Pony Alpha Unmasked: GLM-5 is Zhipu AI's Open-Source Challenger to Claude and GPT#

For the past week, the AI community has been obsessed with a mystery. A stealth model called "Pony Alpha" appeared on OpenRouter on February 6, 2026 — no branding, no company name, just raw performance that had developers losing their minds on Reddit.

Now the secret is out: Pony Alpha is GLM-5, the next-generation flagship model from Zhipu AI (Z.ai), and it's one of the most impressive open-source AI models ever released.

The Great AI Mystery: What Was Pony Alpha?#

When Pony Alpha first appeared on OpenRouter, nobody knew where it came from. But the clues were there:

The release timing coincided with Zhipu AI's announcement that GLM-5 would launch around Chinese New Year
The output style matched the GLM series
When prompted about its origins, the model identified itself as a GLM model developed by Zhipu
"Pony" references the Year of the Horse in the Chinese zodiac — a playful nod from the team

Reddit threads exploded with speculation. Was it DeepSeek V4? A secret OpenAI experiment? The reveal sent Zhipu AI's stock price surging 60% in two days, pushing its market cap past HKD 150 billion (~$19 billion USD).

GLM-5 by the Numbers#

GLM-5 is a massive leap from its predecessor GLM-4.7. Here's what's under the hood:

Spec	GLM-5	GLM-4.7 (Previous)
Total Parameters	745B	355B
Active Parameters	44B (MoE)	32B
Expert Configuration	256 total / 8 active	—
Context Window	200K tokens	128K
Pre-training Data	28.5T tokens	23T
Training Hardware	Huawei Ascend	Huawei Ascend
License	MIT (Open Source)	MIT

The Mixture of Experts (MoE) architecture means that while GLM-5 has 745 billion total parameters, only 44 billion are active per inference — keeping it fast and cost-efficient despite its massive scale.

Benchmark Performance: Competing with the Best#

GLM-5 doesn't just compete with open-source models — it goes toe-to-toe with the most expensive proprietary models on the planet.

Coding Benchmarks#

Benchmark	GLM-5	Claude Opus 4.5	GPT-5.2
SWE-bench Verified	77.8	80.9	80.0
SWE-bench Multilingual	73.3	77.5	—
Terminal-Bench 2.0	56.2	59.3	54.0

Reasoning Benchmarks#

Benchmark	GLM-5
AIME 2026	92.7
GPQA-Diamond	86.0
Humanity's Last Exam	30.5 (with tools: 50.4)

Agentic Performance#

Benchmark	GLM-5	GPT-5.2
BrowseComp	75.9	65.8
Vending Bench 2	$4,432 (#1 open-source)	—
MCP-Atlas Public Set	67.8	—

On BrowseComp (web browsing tasks), GLM-5 actually surpasses GPT-5.2 by a significant margin. It also achieved a record-low hallucination rate according to Z.ai's testing.

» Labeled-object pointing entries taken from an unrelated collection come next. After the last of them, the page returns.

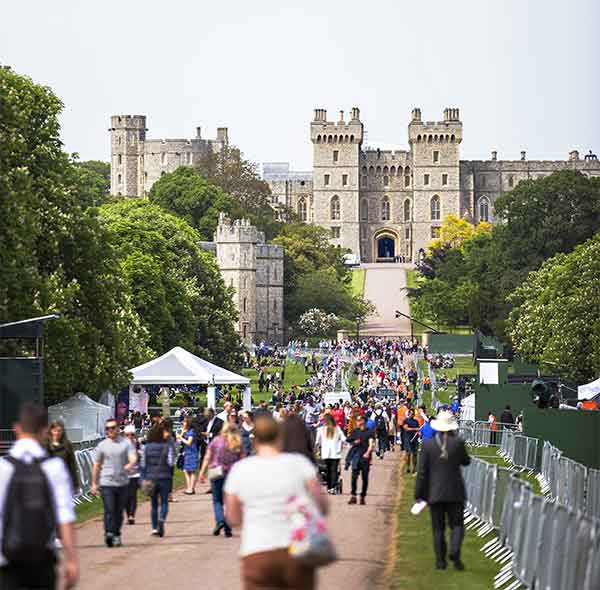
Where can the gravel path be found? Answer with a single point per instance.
(189, 556)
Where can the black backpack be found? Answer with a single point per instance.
(380, 423)
(29, 519)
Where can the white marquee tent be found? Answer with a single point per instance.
(180, 367)
(589, 390)
(83, 417)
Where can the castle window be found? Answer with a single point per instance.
(364, 210)
(435, 208)
(407, 210)
(385, 209)
(335, 207)
(484, 209)
(302, 209)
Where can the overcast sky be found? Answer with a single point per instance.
(525, 74)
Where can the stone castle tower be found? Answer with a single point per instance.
(137, 162)
(386, 205)
(255, 271)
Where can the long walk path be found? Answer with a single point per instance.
(385, 286)
(190, 557)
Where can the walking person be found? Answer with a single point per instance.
(59, 445)
(114, 460)
(440, 484)
(190, 455)
(134, 475)
(222, 453)
(36, 498)
(330, 439)
(258, 491)
(359, 457)
(157, 461)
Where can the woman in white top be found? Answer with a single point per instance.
(257, 492)
(330, 438)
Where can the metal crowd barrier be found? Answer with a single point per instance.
(568, 482)
(541, 544)
(519, 450)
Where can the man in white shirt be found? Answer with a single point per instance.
(31, 430)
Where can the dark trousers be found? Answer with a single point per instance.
(217, 486)
(40, 577)
(332, 472)
(159, 501)
(363, 469)
(132, 488)
(114, 499)
(454, 512)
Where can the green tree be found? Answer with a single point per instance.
(556, 315)
(176, 286)
(54, 256)
(239, 178)
(188, 195)
(94, 182)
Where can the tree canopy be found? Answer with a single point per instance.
(556, 314)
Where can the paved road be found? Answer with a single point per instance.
(385, 286)
(190, 557)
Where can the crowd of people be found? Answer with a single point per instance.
(254, 461)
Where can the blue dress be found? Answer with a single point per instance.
(190, 452)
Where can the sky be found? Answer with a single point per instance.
(525, 74)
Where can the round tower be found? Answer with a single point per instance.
(127, 136)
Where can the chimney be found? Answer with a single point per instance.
(222, 135)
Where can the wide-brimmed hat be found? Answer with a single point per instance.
(444, 422)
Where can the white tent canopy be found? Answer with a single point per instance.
(83, 417)
(589, 391)
(467, 411)
(180, 367)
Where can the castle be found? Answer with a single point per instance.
(253, 268)
(387, 205)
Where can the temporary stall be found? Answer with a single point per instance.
(180, 367)
(83, 417)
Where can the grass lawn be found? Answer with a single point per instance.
(414, 566)
(358, 281)
(94, 509)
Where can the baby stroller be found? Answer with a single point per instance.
(323, 475)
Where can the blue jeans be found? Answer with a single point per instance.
(114, 499)
(217, 488)
(162, 487)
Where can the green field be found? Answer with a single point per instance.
(414, 559)
(358, 281)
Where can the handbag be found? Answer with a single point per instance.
(310, 543)
(215, 473)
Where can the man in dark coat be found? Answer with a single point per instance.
(440, 484)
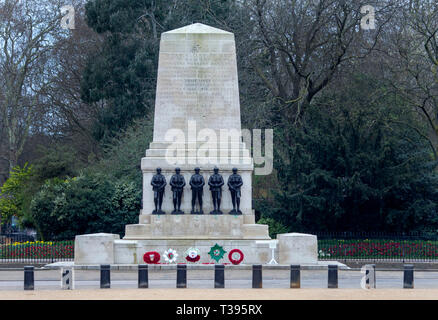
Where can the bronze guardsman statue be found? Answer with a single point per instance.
(197, 183)
(158, 183)
(235, 182)
(177, 182)
(216, 182)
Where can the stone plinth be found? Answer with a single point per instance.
(297, 248)
(196, 227)
(95, 249)
(196, 124)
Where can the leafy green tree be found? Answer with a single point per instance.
(121, 77)
(356, 165)
(84, 204)
(15, 193)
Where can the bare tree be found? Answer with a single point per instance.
(412, 58)
(300, 45)
(29, 30)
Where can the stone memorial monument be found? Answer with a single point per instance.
(197, 116)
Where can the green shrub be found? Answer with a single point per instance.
(85, 204)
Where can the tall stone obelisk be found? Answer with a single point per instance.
(197, 102)
(197, 96)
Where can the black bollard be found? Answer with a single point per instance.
(333, 276)
(67, 279)
(408, 277)
(181, 276)
(219, 279)
(257, 281)
(28, 278)
(105, 277)
(295, 279)
(143, 279)
(370, 274)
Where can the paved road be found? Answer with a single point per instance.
(203, 279)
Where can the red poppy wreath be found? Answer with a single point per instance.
(235, 261)
(151, 257)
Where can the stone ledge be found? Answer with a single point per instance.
(321, 265)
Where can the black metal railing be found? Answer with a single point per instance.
(20, 248)
(377, 246)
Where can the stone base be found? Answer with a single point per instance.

What Makes GLM-5 Special?#

1. The "Slime" Reinforcement Learning Framework#

GLM-5 introduces a novel open-source RL infrastructure called Slime. Traditional RL training for large models is slow and bottlenecked. Slime decouples data generation from policy updates, achieving up to 3x higher throughput compared to conventional methods.

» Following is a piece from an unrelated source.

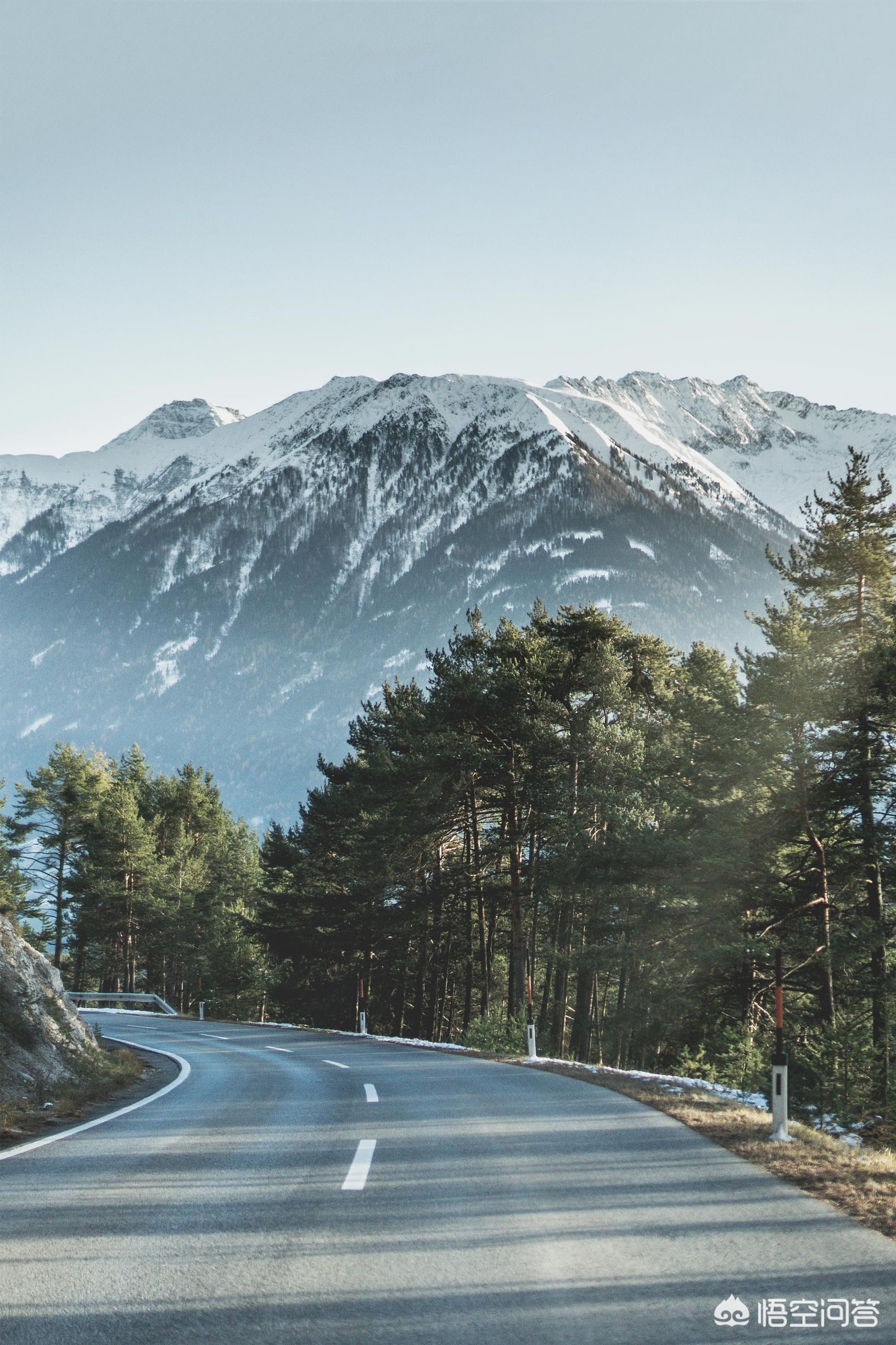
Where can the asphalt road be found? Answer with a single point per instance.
(498, 1206)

This isn't just a training trick — it's why GLM-5 excels at long-horizon agentic tasks. The framework specifically optimizes for task completion consistency over superficial metric gaming.

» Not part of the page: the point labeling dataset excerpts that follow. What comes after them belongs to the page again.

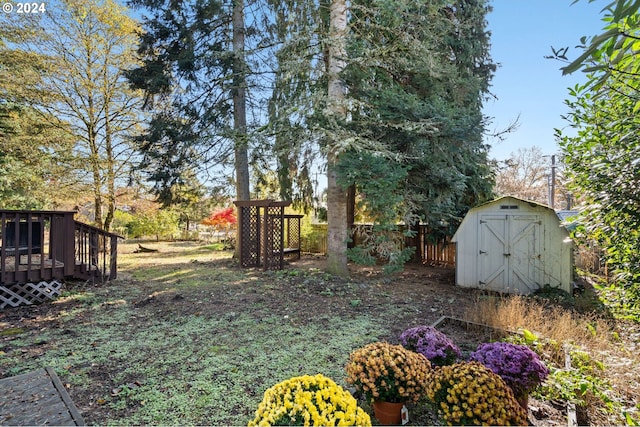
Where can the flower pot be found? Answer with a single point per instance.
(523, 400)
(388, 413)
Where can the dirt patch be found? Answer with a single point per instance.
(176, 314)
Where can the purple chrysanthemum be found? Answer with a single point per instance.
(433, 344)
(518, 365)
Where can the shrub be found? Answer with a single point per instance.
(518, 365)
(309, 400)
(431, 343)
(468, 393)
(382, 371)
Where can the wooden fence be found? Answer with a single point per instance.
(429, 250)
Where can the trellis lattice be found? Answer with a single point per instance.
(266, 234)
(29, 293)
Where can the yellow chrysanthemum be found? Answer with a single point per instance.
(470, 394)
(390, 372)
(314, 400)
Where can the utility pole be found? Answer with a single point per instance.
(552, 187)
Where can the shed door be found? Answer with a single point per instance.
(509, 254)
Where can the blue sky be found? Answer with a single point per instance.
(522, 33)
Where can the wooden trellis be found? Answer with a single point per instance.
(266, 234)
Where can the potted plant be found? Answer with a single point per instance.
(469, 393)
(433, 344)
(518, 365)
(388, 376)
(309, 400)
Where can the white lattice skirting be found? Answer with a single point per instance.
(29, 293)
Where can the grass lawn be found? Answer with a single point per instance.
(184, 336)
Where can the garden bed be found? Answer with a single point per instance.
(467, 335)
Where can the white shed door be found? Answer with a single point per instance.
(509, 258)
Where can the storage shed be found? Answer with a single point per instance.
(513, 245)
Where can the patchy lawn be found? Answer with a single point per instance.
(184, 336)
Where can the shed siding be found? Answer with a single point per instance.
(527, 237)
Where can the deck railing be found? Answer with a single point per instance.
(47, 245)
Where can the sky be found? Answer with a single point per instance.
(527, 84)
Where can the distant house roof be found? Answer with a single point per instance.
(565, 215)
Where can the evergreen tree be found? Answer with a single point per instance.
(416, 74)
(196, 74)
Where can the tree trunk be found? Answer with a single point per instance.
(336, 195)
(239, 104)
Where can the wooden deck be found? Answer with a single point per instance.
(51, 245)
(36, 398)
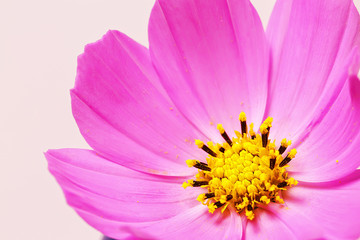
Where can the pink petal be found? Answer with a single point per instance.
(311, 43)
(331, 149)
(212, 57)
(100, 187)
(334, 209)
(194, 223)
(123, 113)
(267, 226)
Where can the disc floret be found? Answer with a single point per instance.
(244, 172)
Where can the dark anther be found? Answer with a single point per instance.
(200, 183)
(229, 197)
(202, 166)
(208, 150)
(272, 163)
(282, 184)
(264, 138)
(226, 137)
(219, 204)
(285, 161)
(209, 195)
(243, 127)
(282, 149)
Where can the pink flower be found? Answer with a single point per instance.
(141, 110)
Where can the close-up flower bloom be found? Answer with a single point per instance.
(220, 129)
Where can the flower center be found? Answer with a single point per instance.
(243, 172)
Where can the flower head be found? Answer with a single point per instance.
(150, 114)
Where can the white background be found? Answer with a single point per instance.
(39, 44)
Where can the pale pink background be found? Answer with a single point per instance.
(39, 44)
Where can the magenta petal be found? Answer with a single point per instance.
(122, 110)
(100, 187)
(331, 149)
(267, 225)
(335, 209)
(311, 42)
(212, 57)
(194, 223)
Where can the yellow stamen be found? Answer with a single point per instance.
(244, 172)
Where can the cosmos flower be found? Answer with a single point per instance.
(260, 128)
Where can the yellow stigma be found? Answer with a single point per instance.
(245, 171)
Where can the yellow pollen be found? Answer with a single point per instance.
(243, 172)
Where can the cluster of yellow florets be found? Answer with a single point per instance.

2. DeepSeek Sparse Attention (DSA)#

For the first time in the GLM series, GLM-5 integrates DeepSeek's Sparse Attention mechanism. Traditional transformers suffer from quadratic complexity — doubling context length quadruples computational cost. DSA breaks this ceiling, enabling GLM-5 to handle its full 200K context window without the usual performance degradation.

3. Built for Agentic Engineering#

Unlike chat-optimized models, GLM-5 is purpose-built for multi-step engineering workflows. In the Vending Bench 2 evaluation (simulating a year-long business operation), GLM-5 demonstrated consistent resource allocation, dynamic strategy adjustment, and risk management across 365 simulated days — ranking #1 among all open-source models.

4. Trained Entirely on Chinese Hardware#

GLM-5 was trained exclusively on Huawei Ascend chips using the MindSpore framework — achieving complete independence from US-manufactured semiconductors. This is a significant milestone for China's domestic AI infrastructure and proves that frontier-level models can be built without NVIDIA hardware.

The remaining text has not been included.